In unseren Kirchen stehen Abendmahlstische, an die wir regelmäßig einladen und eingeladen werden. So unterschiedlich, wie wir sind. Und so fröhlich oder belastet, wie wir gerade sind. Das ist etwas Wunderbares. Die Frage ist nur: fühlen sich Menschen heute genauso an diese Tische eingeladen wie damals bei Jesus? Oder verbreiten auch wir in unseren Kirchen und Gemeinden einen bestimmten Stallgeruch, der manche Menschen anzieht – und viele andere eben gerade nicht? Bei aller Offenheit, die wir uns ehrlich wünschen: auch in unseren Gemeinden bilden wir oft "Blasen", die ähnliche Menschen anziehen. Und anderen das Gefühl geben, nicht wirklich dazuzugehören. Da kommen montags Familien oder alleinstehende ältere Menschen zur Lebensmittelausgabe in unserer Gemeinde und freuen sich, eine große Tasche mit Lebensmitteln mitnehmen zu können. Bleiben sie auch gerne auf einen Kaffee? Fühlen sie sich auch eingeladen, wenn sonntags Abendmahl gefeiert wird? Es ist wichtig, das erst einmal wahrzunehmen. Und anzuerkennen, dass unsere Tische nicht so offen und einladend sind, wie wir möchten und oft auch denken. Wir sind als Christinnen und Christen da oft selber Teil dieser Welt mit ihren ungeschriebenen Regeln und Gewohnheiten. Was auch kein Wunder ist. Es ist wichtig, das ehrlich zu sehen. Und dann auf die freundliche Ermahnung des Apostels Paulus in Römer 12 zu hören: "Stellt euch nicht dieser Welt gleich, macht nicht einfach alles mit, was gerade läuft, sondern lasst euch verändern! Schaut noch einmal neu hin, lernt neu zu denken, damit ihr erkennt, was Gott gerade jetzt in dieser Zeit von euch will!"

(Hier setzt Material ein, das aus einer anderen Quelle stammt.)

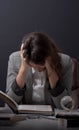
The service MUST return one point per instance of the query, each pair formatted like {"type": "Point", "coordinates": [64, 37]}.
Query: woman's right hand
{"type": "Point", "coordinates": [23, 59]}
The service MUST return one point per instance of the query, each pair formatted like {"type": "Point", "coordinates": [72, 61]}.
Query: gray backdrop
{"type": "Point", "coordinates": [58, 18]}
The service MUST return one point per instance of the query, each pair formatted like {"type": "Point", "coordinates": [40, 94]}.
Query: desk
{"type": "Point", "coordinates": [32, 123]}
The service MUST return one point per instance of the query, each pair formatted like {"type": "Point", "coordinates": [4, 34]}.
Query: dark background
{"type": "Point", "coordinates": [58, 18]}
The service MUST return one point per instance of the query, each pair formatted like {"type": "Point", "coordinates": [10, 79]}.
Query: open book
{"type": "Point", "coordinates": [35, 109]}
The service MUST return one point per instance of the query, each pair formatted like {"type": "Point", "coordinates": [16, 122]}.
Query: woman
{"type": "Point", "coordinates": [39, 73]}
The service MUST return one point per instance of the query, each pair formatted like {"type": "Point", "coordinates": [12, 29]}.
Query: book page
{"type": "Point", "coordinates": [35, 109]}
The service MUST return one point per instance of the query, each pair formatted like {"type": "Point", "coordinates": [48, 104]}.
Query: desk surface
{"type": "Point", "coordinates": [12, 121]}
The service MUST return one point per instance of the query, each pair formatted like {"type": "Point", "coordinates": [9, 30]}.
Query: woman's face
{"type": "Point", "coordinates": [37, 67]}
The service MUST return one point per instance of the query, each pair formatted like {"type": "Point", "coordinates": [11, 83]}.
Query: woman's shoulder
{"type": "Point", "coordinates": [14, 54]}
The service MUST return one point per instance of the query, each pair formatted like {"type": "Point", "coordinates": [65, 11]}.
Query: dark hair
{"type": "Point", "coordinates": [38, 46]}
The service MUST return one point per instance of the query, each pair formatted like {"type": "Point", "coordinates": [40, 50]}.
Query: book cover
{"type": "Point", "coordinates": [35, 109]}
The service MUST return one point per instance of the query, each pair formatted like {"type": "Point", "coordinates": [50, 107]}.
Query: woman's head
{"type": "Point", "coordinates": [38, 47]}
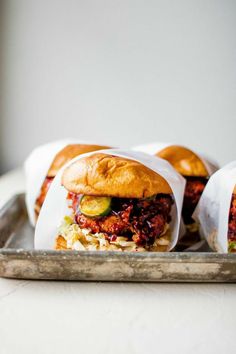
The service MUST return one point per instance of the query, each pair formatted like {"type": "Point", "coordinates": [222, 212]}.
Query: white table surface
{"type": "Point", "coordinates": [73, 317]}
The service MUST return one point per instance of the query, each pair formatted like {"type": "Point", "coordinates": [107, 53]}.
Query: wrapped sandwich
{"type": "Point", "coordinates": [216, 210]}
{"type": "Point", "coordinates": [42, 166]}
{"type": "Point", "coordinates": [195, 169]}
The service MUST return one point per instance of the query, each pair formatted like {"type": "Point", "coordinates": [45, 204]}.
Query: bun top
{"type": "Point", "coordinates": [185, 161]}
{"type": "Point", "coordinates": [108, 175]}
{"type": "Point", "coordinates": [68, 153]}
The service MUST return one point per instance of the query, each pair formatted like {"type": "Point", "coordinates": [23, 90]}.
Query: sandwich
{"type": "Point", "coordinates": [232, 224]}
{"type": "Point", "coordinates": [115, 203]}
{"type": "Point", "coordinates": [62, 157]}
{"type": "Point", "coordinates": [193, 169]}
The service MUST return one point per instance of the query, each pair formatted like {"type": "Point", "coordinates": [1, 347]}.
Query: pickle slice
{"type": "Point", "coordinates": [95, 206]}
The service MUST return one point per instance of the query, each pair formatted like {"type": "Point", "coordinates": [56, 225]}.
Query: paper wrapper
{"type": "Point", "coordinates": [36, 167]}
{"type": "Point", "coordinates": [55, 207]}
{"type": "Point", "coordinates": [212, 211]}
{"type": "Point", "coordinates": [153, 148]}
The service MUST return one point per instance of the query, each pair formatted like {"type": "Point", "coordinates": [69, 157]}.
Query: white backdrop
{"type": "Point", "coordinates": [120, 72]}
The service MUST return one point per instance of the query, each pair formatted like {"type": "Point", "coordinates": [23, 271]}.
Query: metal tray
{"type": "Point", "coordinates": [18, 259]}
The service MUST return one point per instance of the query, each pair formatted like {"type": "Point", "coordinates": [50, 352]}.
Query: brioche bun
{"type": "Point", "coordinates": [108, 175]}
{"type": "Point", "coordinates": [185, 161]}
{"type": "Point", "coordinates": [68, 153]}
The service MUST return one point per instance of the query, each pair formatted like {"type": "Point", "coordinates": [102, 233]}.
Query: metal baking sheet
{"type": "Point", "coordinates": [18, 259]}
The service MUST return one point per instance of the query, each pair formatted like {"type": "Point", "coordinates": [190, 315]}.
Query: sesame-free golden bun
{"type": "Point", "coordinates": [184, 160]}
{"type": "Point", "coordinates": [68, 153]}
{"type": "Point", "coordinates": [101, 174]}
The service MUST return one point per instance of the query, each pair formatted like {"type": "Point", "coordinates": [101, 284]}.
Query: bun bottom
{"type": "Point", "coordinates": [161, 244]}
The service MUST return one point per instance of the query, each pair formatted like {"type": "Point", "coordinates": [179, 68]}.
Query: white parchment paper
{"type": "Point", "coordinates": [212, 211]}
{"type": "Point", "coordinates": [55, 206]}
{"type": "Point", "coordinates": [36, 167]}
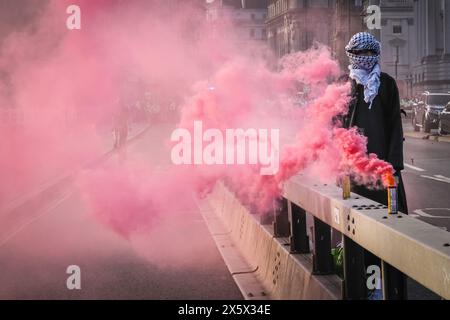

Ich habe den Eindruck, dass Paulus auch mit seinen folgenden Gedanken erstaunlich aktuell ist. Weiter heißt es in Römer 12: "Eure Liebe soll echt und ohne Hintergedanken sein. Und von Herzen kommen. … Lasst die Menschen spüren, dass ihr sie wirklich achtet und ehrt. … Seht ihre Nöte und nehmt sie ernst. Seid offen und gastfreundlich. Wenn ihr Menschen als fremd oder sogar feindlich erlebt, dann haut nicht auf sie drauf. Sondern segnet sie. Ja, ihr habt richtig gehört: segnet gerade die Menschen, mit denen ihr es echt schwer habt. Und meint nicht, ihr müsstet in alldem die ganz große Lösung finden. Sondern fängt klein an. Und würdigt die kleinen Schritte!" Zugegeben, das ist eine sehr persönliche Übersetzung der Worte des Paulus. Aber ich glaube, dass genau das jetzt dran sein könnte: Dass wir Raum schaffen für Gespräche und echte Begegnung. Mit den unterschiedlichsten Menschen. In unseren Kirchengemeinden. Aber genauso im persönlichen Leben. Da, wo wir gerade sind. Räume schaffen, in denen Menschen wieder miteinander reden. Durchaus klar und deutlich, aber respektvoll. Räume, in denen Menschen spüren: ich teile deine Meinung nicht immer, vielleicht finde ich sie sogar schwierig oder gefährlich. Aber sich als Mensch achte und respektiere ich. Wie könnte das konkret aussehen?

IV

Wie könnte das konkret aussehen? Es gibt da viele Wege und Möglichkeiten. Von zwei Ideen möchten wir erzählen:

Seit November 2022 öffnen die Solinger Stadtkirchengemeinde und die Gemeinde Dorp gemeinsam jeden Freitag das Café Herzenswärme in einem Raum der Stadtkirche. Was als Wärmewinterangebot gedacht war, hat inzwischen einen festen Platz in unserer Stadt. Es gibt tatsächlich mehr als einen vegetarischen Eintopf, Brot, Obst, Kaffee und Kuchen. Das kostenlose Essensangebot ist willkommen. Aber noch viel mehr ist es die Erfahrung, als Mensch willkommen zu sein; Freundlichkeit und Gemeinschaft zu erleben; sicher zu sein, einen Platz am Tisch zu finden. Und es ist ein Geben und Nehmen. Inzwischen spielen schon mehrere Gäste begeistert auf dem Klavier und sorgen so zusätzlich für sehr gute Stimmung. Das Team aus einigen Haupt- und vielen Ehrenamtlichen macht die Arbeit zuverlässig und sehr gerne. Denn auch wir fühlen uns beschenkt. Die Offenheit füreinander, der wertschätzende Umgang miteinander, die Dankbarkeit tun allen Beteiligten gut.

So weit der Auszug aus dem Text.